Charge à moi de me sauver. À moi de me départir du poids de mes vêtements ensanglantés et de la douleur affreuse des plaies frottées par le tissu. De lutter contre le vent pour me sortir de là. Jamais je n’aurais dû croire que les choses seraient différentes ici que pour de vrai. Les avatars continuent de me presser contre le mur et de m’insulter. Mon thorax est ébréché mais je continue à respirer, ma jambe, arrachée, mais toujours capable de courir. 

Ils parlent de sexe. Stop. Ils parlent de mon sexe. Je répète. Mes cris sont mutiques. Une des silhouettes s’évapore brusquement et crée une brèche dans laquelle je m’engouffre aussitôt pour m’échapper. Je me demande ce que je fous là. 

Je n’en pouvais tellement plus de vos fêtes que j’ai décidé de ne plus quitter mon lit. Ni les drogues ni les gens ne me font plus d’effet. Vous m’avez tellement dégoûté·e avec vos rumeurs, vos modes et vos clans que j’ai décidé de ne plus sortir que dans l’écran. 

Dans leurs cosmogonies, Hésiode, Ovide, Aristophane ou Lucrèce s’accordent à considérer le chaos comme une entité matérielle, une substance tangible présente de toute éternité et renfermant, sous des formes confuses, les principes de tous les êtres. Je continue à courir aussi vite que possible dans ce territoire qui défile trop lentement. 

Le ciel du Metaverse est d’une couleur aussi ennuyante que trompeuse, avec son dégradé laissant à penser qu’il suffit de marcher cinq minutes pour aller du jour à la nuit. Je me sens suivi·e. 

Mon bras s’incruste dans un mur sans la moindre raison. Des glitchs passagers me font gagner quelques mètres et m’éloignent des agresseurs. Les injures se poursuivent, la peur se propage sur les sourires universels. Quoiqu’elles permettent de composer tantôt des arbres fruitiers tantôt des vaisseaux célestes, les mêmes formes géométriques sont répliquées tout autour de moi, parfois encore encombrées de leurs traits de construction. J’ai réussi à échanger quelques tokens contre un petit couteau pour me défendre. 

Voilà plusieurs mois que des internautes se rassemblent en ligne pour danser. Leurs doubles de pixels partagent des émotions, des désirs, des violences, des complots, des luttes et des références.

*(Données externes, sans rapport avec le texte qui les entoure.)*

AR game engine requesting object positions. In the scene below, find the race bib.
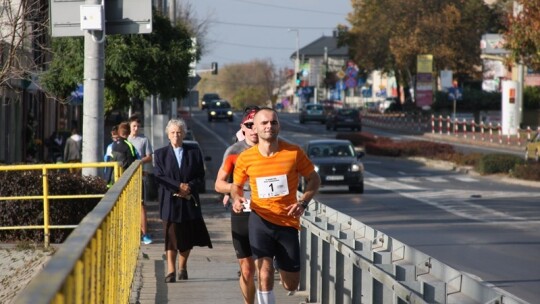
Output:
[255,175,289,198]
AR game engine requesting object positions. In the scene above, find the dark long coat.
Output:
[154,143,204,223]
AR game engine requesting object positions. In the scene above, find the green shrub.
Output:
[446,153,483,167]
[475,154,523,174]
[336,132,392,146]
[512,162,540,181]
[0,170,107,243]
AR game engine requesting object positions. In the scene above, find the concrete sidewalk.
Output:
[130,193,306,304]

Par exemple, et si j’ai bien compris, quelqu’un m’a expliqué que la théorie du Stack s’éloigne de l’héritage des Traités de Westphalie et des thèses de Friedman pour postuler que l’âge digital se caractérise par une superposition de couches qui, s’hybridant, contestent les systèmes de gouvernance et dessinent une nouvelle géographie verticale. 

Je continue de scanner les alentours à la recherche de mes chasseurs. C’est maintenant au milieu d’une foule de pseudonymes que je prends la fuite, désespéré·e par les bugs de mes mouvements et l’étrangeté des messages traduits que l’on m’envoie. Parfois ça vibre. Parfois ça flashe. Je ne sens plus rien. J’ai peur mais je n’ai pas mal. Je gèle mais je n’ai pas froid. 

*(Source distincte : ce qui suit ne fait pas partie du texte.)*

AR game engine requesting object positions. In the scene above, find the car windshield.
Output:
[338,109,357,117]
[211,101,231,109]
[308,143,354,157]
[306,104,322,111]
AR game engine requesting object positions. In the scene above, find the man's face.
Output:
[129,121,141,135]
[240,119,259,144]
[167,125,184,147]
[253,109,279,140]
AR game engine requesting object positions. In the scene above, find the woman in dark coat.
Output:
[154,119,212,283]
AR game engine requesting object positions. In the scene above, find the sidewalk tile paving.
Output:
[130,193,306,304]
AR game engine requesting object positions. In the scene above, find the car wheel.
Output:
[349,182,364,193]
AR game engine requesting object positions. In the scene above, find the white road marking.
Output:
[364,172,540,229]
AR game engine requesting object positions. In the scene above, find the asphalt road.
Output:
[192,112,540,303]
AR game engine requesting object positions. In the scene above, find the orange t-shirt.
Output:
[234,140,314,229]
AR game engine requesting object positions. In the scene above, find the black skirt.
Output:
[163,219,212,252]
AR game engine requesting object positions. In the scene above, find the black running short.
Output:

Le temps semble truqué, évidemment accéléré. 

La map se répète à l’infini et je ne sais plus où aller. 

Il n’y a pas d’alternative. 

Depuis quelques années, l’émergence des multiverses soulève de profondes remises en cause des mécanismes judiciaires inaptes à traiter les affaires de violences physiques perpétrées dans ces mondes parallèles, des sévices suffisamment traumatisants pour ne pas être tus mais trop virtuels pour justifier toute condamnation. Le jour revient et mon corps est déjà réparé. Je change de peau et reprends ma navigation. Il n’y a plus rien à faire. Peut-être saluer des gens, acheter des choses, produire de la valeur. No more parties. 

Je dérive vers la côte et me prends à rêver d’un chaos salvateur, d’un voyage dans les épaisseurs, loin sous la surface. Charge à moi de me sauver. Je me love à l’écart des serveurs et imagine la texture de l’air qui m’entoure, la chaleur des rayons sur ma peau et la fatigue de mes muscles. Je pourrais nager loin d’ici, m’enfoncer dans un sol sans texture ou foutre le feu à ce décor numérique. 

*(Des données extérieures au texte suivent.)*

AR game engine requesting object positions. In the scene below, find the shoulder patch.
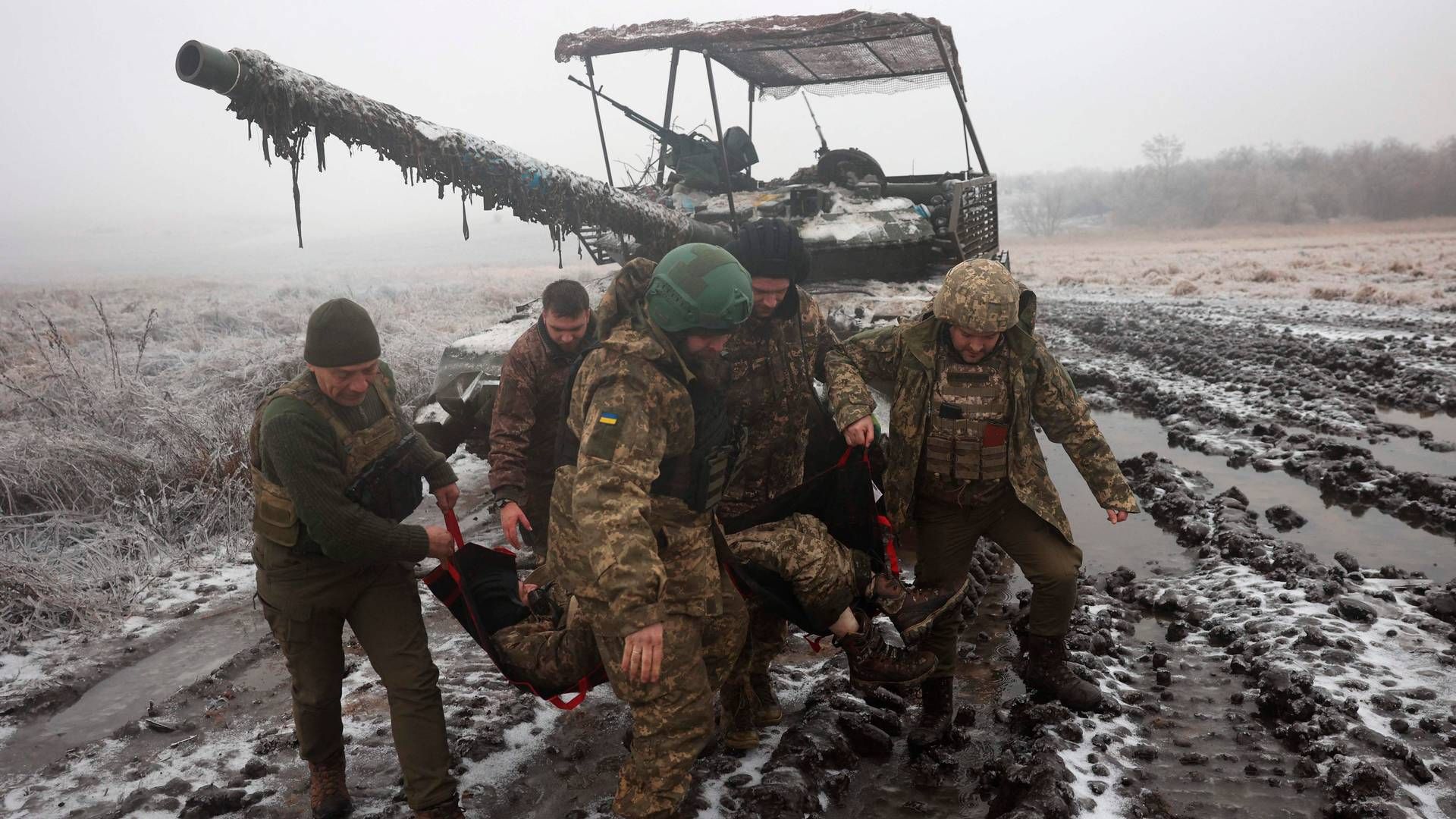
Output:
[581,410,625,460]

On zoome sur moi, on m’encercle à nouveau. Ça rit, ça like. Je me tire. Je saisis la lame dans ma poche et commence à la faire glisser le long de mon derme, sur la paume de ma main puis contre mon poignet. Le métal se met à briller à mesure qu’il presse mes veines. La chair est déchirée. Je les vois s’écarter ; je me sens partir. 

Les bruits s’éloignent. La lumière aussi.